Wall Street analysts are betting that BitGo’s push into full-service institutional crypto finance will not only fuel long-term growth but also position the company as a prime acquisition target for traditional finance firms.
Compass Point analyst Ed Engel, who has a buy rating on the stock, wrote that the firm’s services could be attractive to traditional firms looking to offer crypto products to their clients.
“We … view BTGO as an ideal M&A target for Wall Street companies expanding into crypto. BitGo offers a full suite of services that could be integrated into traditional prime brokers and new entrants could acquire BitGo to provide these solutions to clients,” the analyst wrote.

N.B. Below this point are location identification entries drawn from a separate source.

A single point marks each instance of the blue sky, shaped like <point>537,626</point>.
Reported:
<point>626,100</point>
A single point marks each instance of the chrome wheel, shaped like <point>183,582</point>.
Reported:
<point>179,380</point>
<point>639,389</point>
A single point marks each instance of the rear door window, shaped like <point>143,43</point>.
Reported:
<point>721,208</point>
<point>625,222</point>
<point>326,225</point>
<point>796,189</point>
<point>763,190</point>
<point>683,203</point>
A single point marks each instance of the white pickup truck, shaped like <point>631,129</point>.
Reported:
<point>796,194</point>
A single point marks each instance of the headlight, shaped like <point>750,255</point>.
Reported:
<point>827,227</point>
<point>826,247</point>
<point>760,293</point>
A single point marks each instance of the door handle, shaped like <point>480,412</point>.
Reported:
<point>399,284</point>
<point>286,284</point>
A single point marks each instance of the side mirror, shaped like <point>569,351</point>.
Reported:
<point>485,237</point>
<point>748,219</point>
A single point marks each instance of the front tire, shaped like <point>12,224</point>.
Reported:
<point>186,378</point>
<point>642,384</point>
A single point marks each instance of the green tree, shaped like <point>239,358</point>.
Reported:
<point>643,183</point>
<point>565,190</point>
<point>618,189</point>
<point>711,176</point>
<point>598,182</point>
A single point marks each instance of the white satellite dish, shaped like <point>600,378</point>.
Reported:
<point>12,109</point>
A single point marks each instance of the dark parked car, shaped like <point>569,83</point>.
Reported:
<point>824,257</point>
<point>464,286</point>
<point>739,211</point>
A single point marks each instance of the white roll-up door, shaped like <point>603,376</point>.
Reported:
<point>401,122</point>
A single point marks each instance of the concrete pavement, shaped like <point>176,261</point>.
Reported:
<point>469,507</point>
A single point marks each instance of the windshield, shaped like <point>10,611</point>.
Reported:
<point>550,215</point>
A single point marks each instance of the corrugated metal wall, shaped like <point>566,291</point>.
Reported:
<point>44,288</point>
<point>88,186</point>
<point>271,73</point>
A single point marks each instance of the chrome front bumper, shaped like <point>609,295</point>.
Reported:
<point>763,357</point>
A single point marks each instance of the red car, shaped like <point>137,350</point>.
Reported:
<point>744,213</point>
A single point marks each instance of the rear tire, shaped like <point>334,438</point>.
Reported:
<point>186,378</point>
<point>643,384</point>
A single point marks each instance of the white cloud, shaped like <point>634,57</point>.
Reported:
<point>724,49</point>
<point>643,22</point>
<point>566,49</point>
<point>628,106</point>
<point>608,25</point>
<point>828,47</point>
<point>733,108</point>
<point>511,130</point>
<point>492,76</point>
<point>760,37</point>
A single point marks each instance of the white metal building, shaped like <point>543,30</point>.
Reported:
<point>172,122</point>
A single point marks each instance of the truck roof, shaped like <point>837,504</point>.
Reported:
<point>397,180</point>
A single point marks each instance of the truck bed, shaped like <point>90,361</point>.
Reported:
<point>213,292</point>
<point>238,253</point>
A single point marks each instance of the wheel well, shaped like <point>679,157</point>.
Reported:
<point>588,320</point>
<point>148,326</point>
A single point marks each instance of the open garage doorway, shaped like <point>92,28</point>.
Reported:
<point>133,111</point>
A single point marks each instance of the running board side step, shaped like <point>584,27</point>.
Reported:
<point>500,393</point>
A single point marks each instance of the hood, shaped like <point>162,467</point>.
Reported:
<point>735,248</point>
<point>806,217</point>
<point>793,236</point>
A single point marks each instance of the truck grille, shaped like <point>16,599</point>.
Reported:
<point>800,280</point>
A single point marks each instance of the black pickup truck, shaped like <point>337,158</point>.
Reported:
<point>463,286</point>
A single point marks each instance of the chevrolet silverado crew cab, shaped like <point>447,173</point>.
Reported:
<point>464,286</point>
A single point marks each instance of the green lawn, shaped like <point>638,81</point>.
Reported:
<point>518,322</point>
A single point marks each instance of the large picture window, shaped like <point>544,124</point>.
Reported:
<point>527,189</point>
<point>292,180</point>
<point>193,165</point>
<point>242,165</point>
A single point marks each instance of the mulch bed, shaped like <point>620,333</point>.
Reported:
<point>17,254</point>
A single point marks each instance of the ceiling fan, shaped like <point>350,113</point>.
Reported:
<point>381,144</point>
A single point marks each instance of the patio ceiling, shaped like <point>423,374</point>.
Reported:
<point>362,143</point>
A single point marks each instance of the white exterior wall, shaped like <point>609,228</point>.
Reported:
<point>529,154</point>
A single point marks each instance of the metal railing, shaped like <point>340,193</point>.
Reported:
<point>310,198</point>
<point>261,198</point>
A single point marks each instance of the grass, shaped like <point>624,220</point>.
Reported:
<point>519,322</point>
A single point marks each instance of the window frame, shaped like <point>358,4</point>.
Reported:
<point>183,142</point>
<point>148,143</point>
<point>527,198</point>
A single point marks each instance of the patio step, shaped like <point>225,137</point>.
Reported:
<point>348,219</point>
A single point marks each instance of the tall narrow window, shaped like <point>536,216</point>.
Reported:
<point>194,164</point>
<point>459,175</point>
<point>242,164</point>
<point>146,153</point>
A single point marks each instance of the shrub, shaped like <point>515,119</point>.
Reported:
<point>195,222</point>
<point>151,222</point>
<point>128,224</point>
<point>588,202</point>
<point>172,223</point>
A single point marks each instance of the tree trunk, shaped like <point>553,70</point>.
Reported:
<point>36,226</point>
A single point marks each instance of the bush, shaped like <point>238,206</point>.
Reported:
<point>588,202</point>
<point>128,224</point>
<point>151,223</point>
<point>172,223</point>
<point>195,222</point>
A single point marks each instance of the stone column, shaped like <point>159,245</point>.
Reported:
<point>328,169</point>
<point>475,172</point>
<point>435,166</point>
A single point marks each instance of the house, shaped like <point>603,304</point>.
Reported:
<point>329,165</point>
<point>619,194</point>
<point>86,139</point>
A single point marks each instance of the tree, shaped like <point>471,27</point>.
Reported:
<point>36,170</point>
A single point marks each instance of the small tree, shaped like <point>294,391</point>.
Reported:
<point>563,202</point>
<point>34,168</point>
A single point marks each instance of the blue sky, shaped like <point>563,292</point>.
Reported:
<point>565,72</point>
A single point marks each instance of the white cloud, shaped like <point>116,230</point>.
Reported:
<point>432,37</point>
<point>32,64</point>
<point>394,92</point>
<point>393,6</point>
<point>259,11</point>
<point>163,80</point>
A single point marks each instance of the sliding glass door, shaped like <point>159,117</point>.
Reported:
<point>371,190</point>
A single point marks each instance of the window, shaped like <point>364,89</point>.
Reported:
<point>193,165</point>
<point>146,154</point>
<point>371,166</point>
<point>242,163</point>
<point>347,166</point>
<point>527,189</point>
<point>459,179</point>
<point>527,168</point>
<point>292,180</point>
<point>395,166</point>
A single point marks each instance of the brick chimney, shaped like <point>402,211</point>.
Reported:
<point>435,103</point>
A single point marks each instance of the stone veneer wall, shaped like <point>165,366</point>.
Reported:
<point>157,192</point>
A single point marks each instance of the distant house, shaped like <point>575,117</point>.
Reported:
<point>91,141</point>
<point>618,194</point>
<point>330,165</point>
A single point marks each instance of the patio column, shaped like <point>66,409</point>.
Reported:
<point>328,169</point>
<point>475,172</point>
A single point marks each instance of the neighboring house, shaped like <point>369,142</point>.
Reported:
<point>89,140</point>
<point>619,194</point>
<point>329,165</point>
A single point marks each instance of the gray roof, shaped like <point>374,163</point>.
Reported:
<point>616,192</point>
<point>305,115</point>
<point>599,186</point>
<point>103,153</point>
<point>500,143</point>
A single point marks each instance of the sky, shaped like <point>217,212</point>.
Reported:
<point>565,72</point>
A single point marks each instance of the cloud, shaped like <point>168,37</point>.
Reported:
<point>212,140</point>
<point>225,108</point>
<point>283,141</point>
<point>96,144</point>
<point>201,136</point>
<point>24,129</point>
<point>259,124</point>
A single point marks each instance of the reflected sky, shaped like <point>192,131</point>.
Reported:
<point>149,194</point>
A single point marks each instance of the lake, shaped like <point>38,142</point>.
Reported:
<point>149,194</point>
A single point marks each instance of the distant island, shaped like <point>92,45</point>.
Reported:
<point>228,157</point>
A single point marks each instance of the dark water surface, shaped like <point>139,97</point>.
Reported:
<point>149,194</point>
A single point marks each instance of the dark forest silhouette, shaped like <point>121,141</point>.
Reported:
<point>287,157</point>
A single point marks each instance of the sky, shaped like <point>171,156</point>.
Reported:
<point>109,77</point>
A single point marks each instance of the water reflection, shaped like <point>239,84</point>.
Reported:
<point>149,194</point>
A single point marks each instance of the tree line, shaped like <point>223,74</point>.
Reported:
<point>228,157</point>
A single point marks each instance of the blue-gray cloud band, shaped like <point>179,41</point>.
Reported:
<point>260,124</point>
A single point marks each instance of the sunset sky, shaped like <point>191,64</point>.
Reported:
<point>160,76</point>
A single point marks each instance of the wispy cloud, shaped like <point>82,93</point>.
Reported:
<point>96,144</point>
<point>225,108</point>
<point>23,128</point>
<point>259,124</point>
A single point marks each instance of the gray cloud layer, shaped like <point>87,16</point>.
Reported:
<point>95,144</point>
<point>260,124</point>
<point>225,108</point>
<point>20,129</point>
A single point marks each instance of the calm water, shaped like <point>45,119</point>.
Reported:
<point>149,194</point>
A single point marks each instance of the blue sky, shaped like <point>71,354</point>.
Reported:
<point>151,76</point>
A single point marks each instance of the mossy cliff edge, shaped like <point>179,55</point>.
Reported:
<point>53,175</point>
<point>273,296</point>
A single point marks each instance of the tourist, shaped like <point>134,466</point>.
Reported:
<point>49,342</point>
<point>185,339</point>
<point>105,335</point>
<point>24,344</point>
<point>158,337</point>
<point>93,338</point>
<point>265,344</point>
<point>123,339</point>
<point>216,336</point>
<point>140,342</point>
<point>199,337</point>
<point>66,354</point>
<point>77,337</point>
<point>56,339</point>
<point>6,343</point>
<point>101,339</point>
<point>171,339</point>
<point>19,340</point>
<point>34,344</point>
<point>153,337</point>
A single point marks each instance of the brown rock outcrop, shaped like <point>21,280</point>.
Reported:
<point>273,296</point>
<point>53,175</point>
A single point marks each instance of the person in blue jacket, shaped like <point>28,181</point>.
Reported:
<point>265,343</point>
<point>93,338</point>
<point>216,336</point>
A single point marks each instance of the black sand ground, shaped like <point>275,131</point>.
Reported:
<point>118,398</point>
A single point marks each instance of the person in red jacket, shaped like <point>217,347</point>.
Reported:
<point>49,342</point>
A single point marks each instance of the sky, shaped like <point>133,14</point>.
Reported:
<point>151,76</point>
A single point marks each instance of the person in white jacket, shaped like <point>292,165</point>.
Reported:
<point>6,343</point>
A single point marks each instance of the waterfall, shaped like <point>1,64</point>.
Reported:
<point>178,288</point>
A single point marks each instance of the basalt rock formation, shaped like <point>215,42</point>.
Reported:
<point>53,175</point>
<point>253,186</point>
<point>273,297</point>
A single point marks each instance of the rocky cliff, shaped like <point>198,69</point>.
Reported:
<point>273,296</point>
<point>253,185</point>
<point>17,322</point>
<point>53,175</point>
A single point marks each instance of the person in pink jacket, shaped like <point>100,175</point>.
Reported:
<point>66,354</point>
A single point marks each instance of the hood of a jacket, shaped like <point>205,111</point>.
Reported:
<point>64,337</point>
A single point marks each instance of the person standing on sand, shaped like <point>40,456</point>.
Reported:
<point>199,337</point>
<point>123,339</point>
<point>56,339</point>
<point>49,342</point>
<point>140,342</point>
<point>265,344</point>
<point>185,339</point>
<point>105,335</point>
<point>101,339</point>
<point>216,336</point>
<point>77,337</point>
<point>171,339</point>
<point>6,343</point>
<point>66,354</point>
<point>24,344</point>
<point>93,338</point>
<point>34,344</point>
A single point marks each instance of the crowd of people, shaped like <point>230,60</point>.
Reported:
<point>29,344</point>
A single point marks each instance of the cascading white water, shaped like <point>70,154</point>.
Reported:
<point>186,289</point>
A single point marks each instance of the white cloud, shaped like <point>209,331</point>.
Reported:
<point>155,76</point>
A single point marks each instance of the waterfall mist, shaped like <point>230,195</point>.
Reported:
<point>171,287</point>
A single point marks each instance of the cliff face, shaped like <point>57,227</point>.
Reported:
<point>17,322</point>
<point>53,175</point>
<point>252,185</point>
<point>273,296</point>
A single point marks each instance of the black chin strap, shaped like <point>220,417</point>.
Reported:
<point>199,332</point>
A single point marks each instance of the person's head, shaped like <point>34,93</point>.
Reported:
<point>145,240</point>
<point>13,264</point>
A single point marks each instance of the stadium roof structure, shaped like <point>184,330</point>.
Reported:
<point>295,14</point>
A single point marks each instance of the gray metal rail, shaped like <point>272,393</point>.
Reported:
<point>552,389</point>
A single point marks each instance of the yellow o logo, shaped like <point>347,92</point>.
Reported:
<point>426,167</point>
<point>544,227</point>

BitGo was one of the first digital asset firms to go public this year, providing custody and security services for digital assets, primarily catering to institutional clients. The IPO marked one of the first times public equity investors could gain direct exposure to crypto infrastructure, making BitGo the bridge between traditional finance and digital assets as more financial firms push deeper into the digital asset space.
The infrastructure play is one of the points Engel said could offer more upside, noting that investors are overly focused on its core custody business rather than BitGo’s “opportunity to cross-sell prime services.” The analyst went as far as comparing it to Galaxy (GLXY) and Coinbase’s (COIN) prime brokerage services and noting that Galaxy’s average revenue per trading counterparty is “~6x BitGo’s, implying significant upside,” for BitGo, if the firm is able to ramp up its services.
‘Attractive’ take over target
The company’s competitive advantage and acquisition potential were echoed by at least one other Wall Street investment bank’s analyst.
“We believe BitGo’s competitive moat is solid, but more importantly we believe the company could make an attractive time-to-market asset for major Tradfi players looking to enter this market in an expedited manner,” said Canaccord Genuity in a note. The analyst has a $15 price target and a buy rating on the stock.
BitGo’s acquisition potential isn’t without precedent.
In May 2021, Galaxy Digital said it agreed to buy the firm for $1.2 billion, but later abandoned the deal after Galaxy said BitGo had failed to provide financial statements by a deadline at the end of July. With the stock being public, those concerns may no longer be an issue.
BitGo’s stock has dropped more than 40% since the company set its January IPO at $18 per share, now trading near $10.26. Meanwhile, bitcoin has declined about 24% year-to-date, Galaxy fell about 9% and Coinbase tumbled nearly 30% amid a broader crypto market selloff.
The IPO valued the firm at $2 billion, but after the recent selloff, the stock’s market cap is currently about $1.24 billion, bringing it closer to the valuation near the failed Galaxy deal.
However, Canaccord sees BitGo’s underperformance as an overreaction by the market. “BTGO shares… have reacted much more severely than any shorter term P&L trajectory weakness might warrant,” the investment bank’s analyst said, defending the stock.
BitGo currently has 10 analysts covering the stock, with nine buy ratings and one hold rating, according to FactSet data. Analyst price targets range from $12 to $18 per share, implying the stock could still rise by 17% to 75% from current prices.